The original argument favoring the school tax credits was that this would be a good way to generate funds for low-income schools. In fact, the precise opposite has occurred:
 
Dani's school, McClintock HS in Tempe, is a wonderfully diverse school, mixing upper-income and low-income and middle-income kids. We get a decent amount of fax credit money. Tempe High, serving Guadalupe (a low-income Yaqui/Mexican village of 8,000 stuck between Tempe and Phoenix), a low-income section of SE Phoenix, and a lower-middle-income section of NW Tempe, gets very little. Corona del Sol HS, in affluent south Tempe, gets several times what McClintock gets, while individual programs at Corona like its band program can get twice as much as the total at Tempe HS. (Band members tend to be affluent, as the cost of instruments and lessons is quite high. At MHS, the band is by far the biggest recipient of tax credit funds.)
 
This pattern holds true throughout the Valley. Schools in south Tempe, Ahwatukee (far south Phoenix), and west Chandler -- all in the Tempe Union HS District along with McClintock and Tempe HSs -- make out like bandits. So do the schools in Scottsdale (except lower-income south Scottsdale), Gilbert, Carefree, Cave Creek, and Paradise Valley; they all clean up. Schools in the Roosevelt Elementary District (low-income, south Phoenix), in the Phoenix Union HS District, and in the nearby low-income Tolleson and Buckeye districts (heavily Hispanic) receive next to nothing. In effect, the tax credit system, rather than helping close the gap between rich and poor schools, has widened that gap significantly. And all because its supporters either didn't know or didn't care about its ramifications.

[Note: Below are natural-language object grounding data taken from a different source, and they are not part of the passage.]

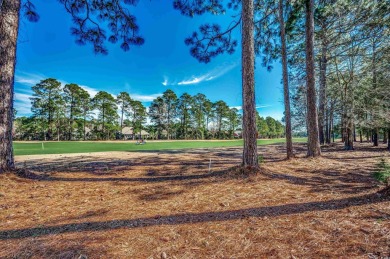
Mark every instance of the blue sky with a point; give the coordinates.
(46, 49)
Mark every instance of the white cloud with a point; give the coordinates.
(92, 91)
(257, 107)
(28, 78)
(213, 74)
(165, 83)
(22, 104)
(145, 98)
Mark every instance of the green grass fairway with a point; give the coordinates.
(63, 147)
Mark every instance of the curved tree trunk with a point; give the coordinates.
(286, 90)
(248, 86)
(313, 145)
(9, 22)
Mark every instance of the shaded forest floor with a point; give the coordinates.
(169, 204)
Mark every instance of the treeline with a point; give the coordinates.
(352, 63)
(70, 113)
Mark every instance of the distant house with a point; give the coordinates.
(128, 133)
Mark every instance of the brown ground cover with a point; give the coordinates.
(170, 205)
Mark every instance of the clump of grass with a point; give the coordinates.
(383, 173)
(260, 159)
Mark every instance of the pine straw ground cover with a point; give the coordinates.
(170, 205)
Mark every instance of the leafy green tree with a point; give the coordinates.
(85, 108)
(45, 103)
(279, 129)
(184, 105)
(262, 127)
(221, 112)
(209, 113)
(106, 105)
(9, 27)
(271, 123)
(198, 113)
(74, 98)
(139, 116)
(170, 101)
(212, 41)
(157, 111)
(234, 120)
(124, 101)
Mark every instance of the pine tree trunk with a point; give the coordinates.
(286, 91)
(248, 86)
(313, 147)
(9, 23)
(322, 92)
(375, 137)
(388, 139)
(84, 127)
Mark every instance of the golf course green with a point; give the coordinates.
(64, 147)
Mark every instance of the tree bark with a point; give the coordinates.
(322, 92)
(286, 91)
(313, 145)
(388, 139)
(9, 23)
(375, 137)
(248, 86)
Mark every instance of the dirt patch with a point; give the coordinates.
(181, 204)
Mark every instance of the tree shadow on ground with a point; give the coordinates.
(191, 218)
(69, 249)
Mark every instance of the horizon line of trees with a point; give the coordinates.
(70, 113)
(334, 54)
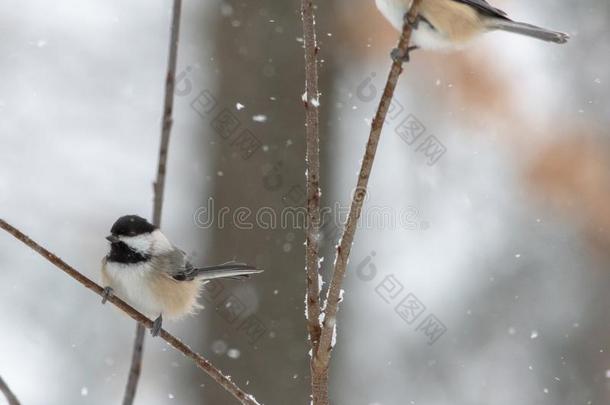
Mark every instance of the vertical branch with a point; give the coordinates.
(10, 397)
(312, 161)
(322, 356)
(159, 186)
(319, 380)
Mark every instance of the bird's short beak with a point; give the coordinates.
(112, 239)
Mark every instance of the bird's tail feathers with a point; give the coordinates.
(227, 270)
(530, 31)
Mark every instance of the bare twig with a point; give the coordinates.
(323, 354)
(10, 397)
(199, 360)
(312, 160)
(159, 188)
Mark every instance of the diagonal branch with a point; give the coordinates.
(159, 187)
(10, 397)
(199, 360)
(312, 161)
(343, 250)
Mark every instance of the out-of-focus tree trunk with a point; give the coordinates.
(258, 58)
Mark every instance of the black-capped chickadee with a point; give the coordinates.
(144, 269)
(451, 23)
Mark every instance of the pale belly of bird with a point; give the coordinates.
(151, 292)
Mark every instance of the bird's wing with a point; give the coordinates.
(485, 8)
(175, 265)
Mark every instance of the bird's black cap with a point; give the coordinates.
(131, 225)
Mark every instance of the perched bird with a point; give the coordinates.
(144, 269)
(451, 23)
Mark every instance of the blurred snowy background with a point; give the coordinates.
(511, 238)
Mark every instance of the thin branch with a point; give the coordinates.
(10, 397)
(343, 250)
(159, 188)
(199, 360)
(312, 161)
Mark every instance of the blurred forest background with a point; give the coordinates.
(510, 248)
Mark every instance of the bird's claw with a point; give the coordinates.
(106, 294)
(400, 56)
(156, 328)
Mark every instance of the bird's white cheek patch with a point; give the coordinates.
(160, 243)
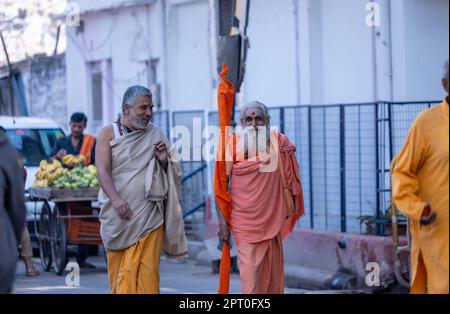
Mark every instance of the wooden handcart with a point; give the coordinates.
(72, 221)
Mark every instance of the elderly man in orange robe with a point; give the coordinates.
(266, 199)
(420, 191)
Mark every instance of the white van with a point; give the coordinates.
(35, 139)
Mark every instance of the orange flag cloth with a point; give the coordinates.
(225, 93)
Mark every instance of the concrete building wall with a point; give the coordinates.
(45, 87)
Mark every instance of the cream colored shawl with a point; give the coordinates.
(151, 192)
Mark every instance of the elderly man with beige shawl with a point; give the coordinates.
(140, 214)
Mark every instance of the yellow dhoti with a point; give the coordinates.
(136, 269)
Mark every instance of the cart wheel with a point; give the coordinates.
(59, 247)
(43, 237)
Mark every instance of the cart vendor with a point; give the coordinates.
(78, 143)
(140, 214)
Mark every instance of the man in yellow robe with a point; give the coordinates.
(421, 192)
(140, 214)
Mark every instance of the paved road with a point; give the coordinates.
(176, 277)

They were thinking with a suburban mentality and oblivious to the realities.
 
Bringing it all back home, I would suggest that Shlomoh's attitudes toward the Middle East situation and toward Muslims in general reflect a similar 'suburban-Houston' mentality. The tragedy here is not that Shlomoh has become something of a racist, contrary to his normal state of mind. Rather, it is that Shlomoh's attitudes are widely held among American Jews and among American Xians as well. That is one good reason for our constant failure to deal effectively with the Middle East.
 
FWIW: Europeans don't have this problem. Instead, they have other problems which give them a perspective that is just as distorted as the American perspective, and maybe more so. Relative to the Middle East, it's hard to decide which group is worse, the Americans or the Europeans. Personally, I think the Europeans are worse. American attitudes are the product of ignorance, and ignorance is relatively easy to overcome. European attitudes reflect a set of mentalities that are not so easily corrected, including latent anti-Semitism and a tendency toward appeasing those who might threaten them.  
 
That's it. I can offer no great words of wisdom beyond what Sun Tsu said, other than to note that it's the ostrich that gets its ass shot off!